Now, I don't mean to brood here, but I've also noticed that she never talks about me that way. She's never told me that I was pretty; she once told me that I was actually "Okay looking." But she talks about my sister in law with almost wistfulness. One of these days I'm going to ask her if she would like to adopt her as her own daughter. How come all of my friends are "pretty" but I'm just okay?

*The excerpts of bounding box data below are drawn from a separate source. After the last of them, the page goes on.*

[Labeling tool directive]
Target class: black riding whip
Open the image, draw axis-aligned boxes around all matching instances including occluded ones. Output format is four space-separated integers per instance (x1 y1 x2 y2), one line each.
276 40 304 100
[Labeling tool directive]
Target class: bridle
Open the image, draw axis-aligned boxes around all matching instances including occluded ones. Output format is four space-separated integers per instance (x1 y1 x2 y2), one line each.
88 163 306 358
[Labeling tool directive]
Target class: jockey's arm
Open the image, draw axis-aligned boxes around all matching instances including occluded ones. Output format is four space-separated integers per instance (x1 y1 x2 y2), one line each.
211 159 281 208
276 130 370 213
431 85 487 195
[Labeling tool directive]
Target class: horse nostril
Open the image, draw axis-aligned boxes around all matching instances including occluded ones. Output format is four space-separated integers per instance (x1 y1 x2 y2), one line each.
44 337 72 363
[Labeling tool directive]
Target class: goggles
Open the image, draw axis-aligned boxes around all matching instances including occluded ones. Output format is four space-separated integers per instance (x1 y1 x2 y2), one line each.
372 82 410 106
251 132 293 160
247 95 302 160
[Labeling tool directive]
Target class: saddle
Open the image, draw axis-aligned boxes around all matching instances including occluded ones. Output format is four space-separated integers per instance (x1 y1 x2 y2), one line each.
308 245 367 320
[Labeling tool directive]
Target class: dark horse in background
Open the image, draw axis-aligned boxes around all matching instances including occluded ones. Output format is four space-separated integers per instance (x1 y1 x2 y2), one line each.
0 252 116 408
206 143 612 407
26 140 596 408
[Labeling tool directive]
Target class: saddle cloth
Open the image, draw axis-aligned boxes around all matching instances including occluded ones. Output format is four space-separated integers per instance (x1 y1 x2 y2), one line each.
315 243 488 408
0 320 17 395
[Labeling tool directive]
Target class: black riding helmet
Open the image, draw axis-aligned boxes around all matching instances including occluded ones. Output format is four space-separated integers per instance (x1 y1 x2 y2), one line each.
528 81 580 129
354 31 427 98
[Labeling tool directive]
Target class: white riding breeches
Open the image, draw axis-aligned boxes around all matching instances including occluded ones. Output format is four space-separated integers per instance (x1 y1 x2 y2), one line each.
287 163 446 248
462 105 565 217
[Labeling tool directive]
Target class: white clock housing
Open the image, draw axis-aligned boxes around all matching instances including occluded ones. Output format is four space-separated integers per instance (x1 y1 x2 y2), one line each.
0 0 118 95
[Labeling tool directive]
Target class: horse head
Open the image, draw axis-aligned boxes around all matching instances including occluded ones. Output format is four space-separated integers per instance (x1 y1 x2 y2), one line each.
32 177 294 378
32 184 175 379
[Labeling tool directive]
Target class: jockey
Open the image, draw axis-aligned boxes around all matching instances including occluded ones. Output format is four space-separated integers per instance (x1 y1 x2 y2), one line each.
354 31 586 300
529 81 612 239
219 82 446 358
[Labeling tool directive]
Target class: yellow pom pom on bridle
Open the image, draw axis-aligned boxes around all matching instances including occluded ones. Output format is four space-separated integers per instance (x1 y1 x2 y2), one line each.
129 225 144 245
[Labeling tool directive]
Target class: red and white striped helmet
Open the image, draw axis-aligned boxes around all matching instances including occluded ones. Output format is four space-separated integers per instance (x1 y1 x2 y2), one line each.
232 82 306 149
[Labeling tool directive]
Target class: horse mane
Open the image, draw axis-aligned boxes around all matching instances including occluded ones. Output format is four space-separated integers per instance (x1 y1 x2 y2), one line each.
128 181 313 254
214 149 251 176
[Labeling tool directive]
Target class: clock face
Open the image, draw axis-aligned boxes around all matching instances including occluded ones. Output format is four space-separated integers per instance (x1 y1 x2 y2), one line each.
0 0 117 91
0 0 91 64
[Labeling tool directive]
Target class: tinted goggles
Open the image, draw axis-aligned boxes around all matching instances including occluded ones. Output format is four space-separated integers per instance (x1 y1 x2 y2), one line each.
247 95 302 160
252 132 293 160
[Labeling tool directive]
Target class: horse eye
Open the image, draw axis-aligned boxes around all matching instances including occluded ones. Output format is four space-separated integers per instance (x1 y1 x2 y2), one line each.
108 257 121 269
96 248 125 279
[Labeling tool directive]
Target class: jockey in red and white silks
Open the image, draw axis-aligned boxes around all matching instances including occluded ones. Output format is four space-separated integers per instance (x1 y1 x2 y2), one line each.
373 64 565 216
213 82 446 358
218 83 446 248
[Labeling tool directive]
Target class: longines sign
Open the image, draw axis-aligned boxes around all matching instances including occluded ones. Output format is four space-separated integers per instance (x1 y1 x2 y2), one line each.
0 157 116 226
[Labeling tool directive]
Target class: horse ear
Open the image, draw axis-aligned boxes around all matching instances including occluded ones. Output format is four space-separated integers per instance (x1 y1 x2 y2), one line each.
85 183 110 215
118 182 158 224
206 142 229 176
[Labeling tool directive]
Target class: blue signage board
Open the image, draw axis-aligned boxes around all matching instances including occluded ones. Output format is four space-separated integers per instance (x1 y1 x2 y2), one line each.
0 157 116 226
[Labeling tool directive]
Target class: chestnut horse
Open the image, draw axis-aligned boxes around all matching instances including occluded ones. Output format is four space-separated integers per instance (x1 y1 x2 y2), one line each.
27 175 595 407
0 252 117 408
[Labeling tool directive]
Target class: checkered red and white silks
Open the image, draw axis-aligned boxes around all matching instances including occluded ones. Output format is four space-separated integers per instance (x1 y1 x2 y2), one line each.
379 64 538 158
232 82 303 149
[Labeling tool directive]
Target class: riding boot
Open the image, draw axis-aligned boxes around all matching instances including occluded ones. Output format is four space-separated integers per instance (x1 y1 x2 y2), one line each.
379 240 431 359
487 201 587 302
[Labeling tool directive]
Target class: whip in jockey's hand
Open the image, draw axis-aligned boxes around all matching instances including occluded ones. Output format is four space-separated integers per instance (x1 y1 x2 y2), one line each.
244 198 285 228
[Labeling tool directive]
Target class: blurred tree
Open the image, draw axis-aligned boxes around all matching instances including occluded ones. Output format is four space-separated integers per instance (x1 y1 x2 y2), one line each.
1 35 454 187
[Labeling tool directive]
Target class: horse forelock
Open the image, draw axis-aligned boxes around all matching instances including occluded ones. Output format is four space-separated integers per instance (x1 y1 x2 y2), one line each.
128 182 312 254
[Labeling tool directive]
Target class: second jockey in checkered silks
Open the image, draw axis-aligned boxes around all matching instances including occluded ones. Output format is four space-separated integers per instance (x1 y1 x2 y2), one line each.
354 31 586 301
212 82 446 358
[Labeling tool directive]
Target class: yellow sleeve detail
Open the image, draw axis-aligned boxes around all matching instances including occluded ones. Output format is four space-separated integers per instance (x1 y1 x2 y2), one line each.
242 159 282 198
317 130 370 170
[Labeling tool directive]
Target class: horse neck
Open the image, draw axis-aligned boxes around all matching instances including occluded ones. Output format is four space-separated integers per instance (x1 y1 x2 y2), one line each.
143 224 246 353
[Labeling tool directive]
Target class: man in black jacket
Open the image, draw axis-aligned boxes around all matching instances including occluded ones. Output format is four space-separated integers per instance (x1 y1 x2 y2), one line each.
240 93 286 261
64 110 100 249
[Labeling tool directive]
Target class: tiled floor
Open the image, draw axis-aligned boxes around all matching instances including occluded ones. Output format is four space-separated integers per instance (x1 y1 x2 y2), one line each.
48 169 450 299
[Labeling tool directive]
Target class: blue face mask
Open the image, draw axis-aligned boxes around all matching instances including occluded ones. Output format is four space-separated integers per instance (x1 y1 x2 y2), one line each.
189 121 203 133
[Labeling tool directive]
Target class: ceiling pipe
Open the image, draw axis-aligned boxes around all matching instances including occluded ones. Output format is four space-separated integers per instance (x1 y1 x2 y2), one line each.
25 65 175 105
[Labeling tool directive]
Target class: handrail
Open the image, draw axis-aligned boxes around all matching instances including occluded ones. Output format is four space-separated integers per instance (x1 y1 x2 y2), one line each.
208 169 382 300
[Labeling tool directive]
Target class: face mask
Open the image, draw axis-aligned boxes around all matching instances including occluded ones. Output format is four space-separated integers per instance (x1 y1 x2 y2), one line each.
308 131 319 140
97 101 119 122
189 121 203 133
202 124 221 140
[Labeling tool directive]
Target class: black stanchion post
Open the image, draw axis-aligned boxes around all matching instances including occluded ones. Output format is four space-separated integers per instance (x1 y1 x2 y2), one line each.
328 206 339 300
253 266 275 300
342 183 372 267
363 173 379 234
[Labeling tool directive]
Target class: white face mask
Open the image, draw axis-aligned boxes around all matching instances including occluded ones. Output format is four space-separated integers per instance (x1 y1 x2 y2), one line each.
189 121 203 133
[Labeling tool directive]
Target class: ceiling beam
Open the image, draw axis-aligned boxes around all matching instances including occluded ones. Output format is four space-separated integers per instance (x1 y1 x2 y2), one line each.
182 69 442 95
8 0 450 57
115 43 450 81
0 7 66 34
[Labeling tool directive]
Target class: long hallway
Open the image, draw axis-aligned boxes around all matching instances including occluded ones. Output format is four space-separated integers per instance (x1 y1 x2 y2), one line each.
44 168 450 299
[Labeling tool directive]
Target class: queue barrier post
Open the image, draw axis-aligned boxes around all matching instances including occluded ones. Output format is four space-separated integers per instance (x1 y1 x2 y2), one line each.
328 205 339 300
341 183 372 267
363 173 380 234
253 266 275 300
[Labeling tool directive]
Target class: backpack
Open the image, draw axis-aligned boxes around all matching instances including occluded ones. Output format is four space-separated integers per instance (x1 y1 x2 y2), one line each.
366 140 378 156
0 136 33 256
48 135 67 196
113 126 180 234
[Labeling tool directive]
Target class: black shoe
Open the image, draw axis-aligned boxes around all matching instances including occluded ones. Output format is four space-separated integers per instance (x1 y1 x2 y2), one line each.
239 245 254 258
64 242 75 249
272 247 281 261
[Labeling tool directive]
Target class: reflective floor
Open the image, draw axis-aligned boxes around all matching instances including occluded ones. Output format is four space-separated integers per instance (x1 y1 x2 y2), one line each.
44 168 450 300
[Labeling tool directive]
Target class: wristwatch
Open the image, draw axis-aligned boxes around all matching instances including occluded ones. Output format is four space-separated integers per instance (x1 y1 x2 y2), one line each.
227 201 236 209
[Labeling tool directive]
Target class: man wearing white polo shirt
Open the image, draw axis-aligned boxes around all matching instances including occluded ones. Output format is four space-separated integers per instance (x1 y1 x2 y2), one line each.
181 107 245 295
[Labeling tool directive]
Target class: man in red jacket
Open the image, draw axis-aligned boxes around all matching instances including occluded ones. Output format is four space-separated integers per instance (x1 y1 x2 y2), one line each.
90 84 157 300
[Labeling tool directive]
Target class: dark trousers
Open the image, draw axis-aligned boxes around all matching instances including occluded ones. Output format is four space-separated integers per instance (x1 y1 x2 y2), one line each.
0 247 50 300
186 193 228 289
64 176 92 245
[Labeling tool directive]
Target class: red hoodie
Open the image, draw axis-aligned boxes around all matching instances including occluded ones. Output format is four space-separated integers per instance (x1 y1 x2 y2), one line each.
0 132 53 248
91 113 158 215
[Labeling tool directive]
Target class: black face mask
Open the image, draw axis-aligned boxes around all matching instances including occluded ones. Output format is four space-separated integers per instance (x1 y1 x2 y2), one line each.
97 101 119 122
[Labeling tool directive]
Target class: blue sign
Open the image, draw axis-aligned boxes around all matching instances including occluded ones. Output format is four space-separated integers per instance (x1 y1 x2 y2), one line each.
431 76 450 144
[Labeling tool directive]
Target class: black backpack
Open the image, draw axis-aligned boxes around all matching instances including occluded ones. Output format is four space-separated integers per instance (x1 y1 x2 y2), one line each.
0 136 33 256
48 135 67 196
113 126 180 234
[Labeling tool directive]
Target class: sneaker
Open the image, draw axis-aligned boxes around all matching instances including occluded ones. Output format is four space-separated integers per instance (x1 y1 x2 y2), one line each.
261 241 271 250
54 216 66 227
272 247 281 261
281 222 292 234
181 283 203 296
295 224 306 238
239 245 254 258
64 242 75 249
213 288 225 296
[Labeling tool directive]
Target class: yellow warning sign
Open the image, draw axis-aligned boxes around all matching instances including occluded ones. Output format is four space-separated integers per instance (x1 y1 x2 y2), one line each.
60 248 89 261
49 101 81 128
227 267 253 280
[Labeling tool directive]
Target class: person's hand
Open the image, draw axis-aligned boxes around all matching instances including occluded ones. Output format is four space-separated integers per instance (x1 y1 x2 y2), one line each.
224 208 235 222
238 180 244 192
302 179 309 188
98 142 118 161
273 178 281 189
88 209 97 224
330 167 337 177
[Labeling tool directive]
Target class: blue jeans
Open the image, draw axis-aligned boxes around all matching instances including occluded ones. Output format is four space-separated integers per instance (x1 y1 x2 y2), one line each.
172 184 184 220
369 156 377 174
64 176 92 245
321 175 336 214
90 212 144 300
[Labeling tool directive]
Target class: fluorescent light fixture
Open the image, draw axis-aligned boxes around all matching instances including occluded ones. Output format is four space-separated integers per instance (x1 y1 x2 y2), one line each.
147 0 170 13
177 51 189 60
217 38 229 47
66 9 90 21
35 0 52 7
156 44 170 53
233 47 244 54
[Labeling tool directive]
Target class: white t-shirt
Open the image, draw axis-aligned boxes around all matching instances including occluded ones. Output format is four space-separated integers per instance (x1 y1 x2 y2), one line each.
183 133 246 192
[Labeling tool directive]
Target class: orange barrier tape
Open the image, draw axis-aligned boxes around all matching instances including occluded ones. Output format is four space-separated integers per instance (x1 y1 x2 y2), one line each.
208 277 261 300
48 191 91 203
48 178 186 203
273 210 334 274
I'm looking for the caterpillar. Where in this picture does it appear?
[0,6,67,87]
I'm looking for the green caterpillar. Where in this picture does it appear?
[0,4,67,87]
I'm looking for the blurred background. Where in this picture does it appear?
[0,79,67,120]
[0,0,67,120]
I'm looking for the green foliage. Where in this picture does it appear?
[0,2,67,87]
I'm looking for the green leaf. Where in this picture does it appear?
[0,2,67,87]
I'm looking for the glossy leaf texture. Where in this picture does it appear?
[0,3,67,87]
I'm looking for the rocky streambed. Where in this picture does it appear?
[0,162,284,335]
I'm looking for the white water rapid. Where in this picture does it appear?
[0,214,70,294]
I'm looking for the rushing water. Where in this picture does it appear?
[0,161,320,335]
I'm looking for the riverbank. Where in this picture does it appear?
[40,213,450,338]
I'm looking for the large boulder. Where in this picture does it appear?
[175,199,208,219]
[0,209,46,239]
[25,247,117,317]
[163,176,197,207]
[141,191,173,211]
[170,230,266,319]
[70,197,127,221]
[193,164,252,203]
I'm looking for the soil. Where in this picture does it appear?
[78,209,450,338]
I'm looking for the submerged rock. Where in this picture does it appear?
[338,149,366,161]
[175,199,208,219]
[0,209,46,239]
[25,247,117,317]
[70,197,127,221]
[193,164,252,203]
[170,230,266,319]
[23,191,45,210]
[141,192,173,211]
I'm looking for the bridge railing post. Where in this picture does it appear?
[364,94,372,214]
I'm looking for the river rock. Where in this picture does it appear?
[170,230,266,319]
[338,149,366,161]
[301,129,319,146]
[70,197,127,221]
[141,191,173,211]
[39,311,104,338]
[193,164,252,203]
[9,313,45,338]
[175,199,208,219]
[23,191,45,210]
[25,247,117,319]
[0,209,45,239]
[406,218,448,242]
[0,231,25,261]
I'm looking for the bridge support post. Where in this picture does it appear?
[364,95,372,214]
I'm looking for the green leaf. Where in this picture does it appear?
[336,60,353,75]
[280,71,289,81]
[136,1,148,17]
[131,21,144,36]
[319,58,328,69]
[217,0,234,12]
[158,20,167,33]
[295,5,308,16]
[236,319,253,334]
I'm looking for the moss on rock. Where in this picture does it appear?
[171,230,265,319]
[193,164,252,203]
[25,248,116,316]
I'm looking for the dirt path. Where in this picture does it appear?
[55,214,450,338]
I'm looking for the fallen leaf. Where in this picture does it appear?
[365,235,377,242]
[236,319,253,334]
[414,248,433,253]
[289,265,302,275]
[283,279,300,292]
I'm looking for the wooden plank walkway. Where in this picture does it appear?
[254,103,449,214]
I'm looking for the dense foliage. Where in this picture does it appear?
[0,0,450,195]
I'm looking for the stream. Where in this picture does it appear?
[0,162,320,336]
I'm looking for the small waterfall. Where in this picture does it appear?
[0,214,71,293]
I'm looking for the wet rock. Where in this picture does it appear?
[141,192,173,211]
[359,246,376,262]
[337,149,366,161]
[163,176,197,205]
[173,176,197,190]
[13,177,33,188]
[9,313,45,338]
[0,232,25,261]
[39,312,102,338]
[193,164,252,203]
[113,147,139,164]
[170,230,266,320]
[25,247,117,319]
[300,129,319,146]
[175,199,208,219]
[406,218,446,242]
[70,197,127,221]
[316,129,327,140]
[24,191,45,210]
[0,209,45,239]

Well, I guess I think the same way now. I look at the pictures of all of my friends, and they are all pretty to me. Prettier than I.
Always.
Well, I'm okay-looking. Sometimes. I guess that's all I can hope for. It'd be nice to hear I'm pretty, but that's not the most important thing. Anyway, I sure as hell won't hear it from my mother.
Later...
So, if you've noticed, I had a bed time snack today, which I don't usually eat. I was really hungry for some reason...it's probably because I ate only beans for dinner. (What? I was reading The Grapes of Wrath all day and it made me crave them.) Well, the hunger got to be a little bit distracting, and that's where the game begins. I go downstairs to find out my mother has made this delicious meaty concoction using our leftovers, and I grab a tablespoon and shovel a spoonfull down and...oh, my god, it was delicious. It was so meaty and juicy...and it had beans and veggies in it...all of my favorite things! However, I ate only three tablespoons of that deliciousness too sooth my hunger pains, like medicine, and then scooped the rest into a tupperware for lunch tomorrow. Then, into the fridge to grab some baby carrots and hummus to completely rid myself of hunger. I can't wait until I'm down to 132, when I can eat 1500 calories a day. My meals are divvied up so oddly to fit in 1200 calories...180 calories for breakfast on average, about 400 for lunch, then 180 calories for my mid-day snack and the rest goes to dinner. I think I should switch the calories around for my lunch and breakfast, because I always get hungry in the mid morning. My mid-day snack and my lunch are awfully close together, too...Yeah, I should eat 300 calories for breakfast and 280 calories for lunch, I think. Now I just have to figure out some lunch meals to fit into the 280 calorie quota!
Bye, bye.
Wednesday, August 19, 2009
It's working!
Okay, well, tomorrow is the last day of my 1500 calorie eating. I'm starting to feel uncomfortable with it; I can't wait to getting back to eating 1200 calories. Is that weird? I just like the feeling I get, and it's sort of a control thing. I haven't really been working out, either, and I don't know why...nothing's stopping me. Whatever, as soon as I get back to eating 1200 calories a day, I'm sure I'll be more motivated to excercise. And, another person commented on my weight loss! Great! :D It's working...terrific!